A renewably powered future requires a good deal of “thinking outside the square”, along with a willingness to radically re-order social and fiscal priorities. But with renewables, the technologies required are mature, or quickly maturing. The obstacles are not of the same order as those which confront IFR nuclear plants.
If governments and electricity authorities around the world nonetheless swallow the nuclear industry’s lobbying, there is little chance of projections such as Desertec’s ever being realised. Typical prices cited for new nuclear plants in the US are in the region of US$3-5 billion each, and Stanford University’s Mark Jacobson puts the number of plants required for nuclear to meet all the world’s present electricity needs at 17,000. The opportunity costs of building even a fraction of these would surely smother any possibility of financing the parallel development of renewables.

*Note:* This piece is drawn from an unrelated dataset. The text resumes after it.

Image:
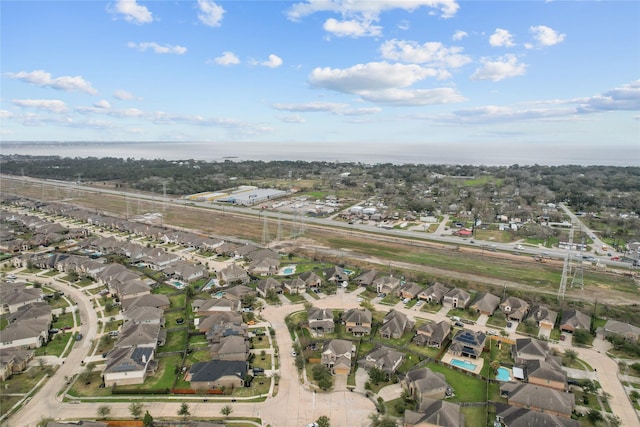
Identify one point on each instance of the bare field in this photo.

In cases such as this, where spin threatens to outsell substance, influential scientists can play a big role in restoring rationality to government decision-making. Or, if they fail to inform themselves properly before pronouncing on topics outside their core expertise, they can add substantially to the problems.
Hansen is a formidable climatologist, and there is no doubting his intellectual courage. But on nuclear power, he is simply wrong. It would be a tragedy if his errors on this topic were to undo much of his contribution to the fight against global warming.
[Renfrey Clarke is a climate change activist and member of the Socialist Alliance in Adelaide, South Australia.]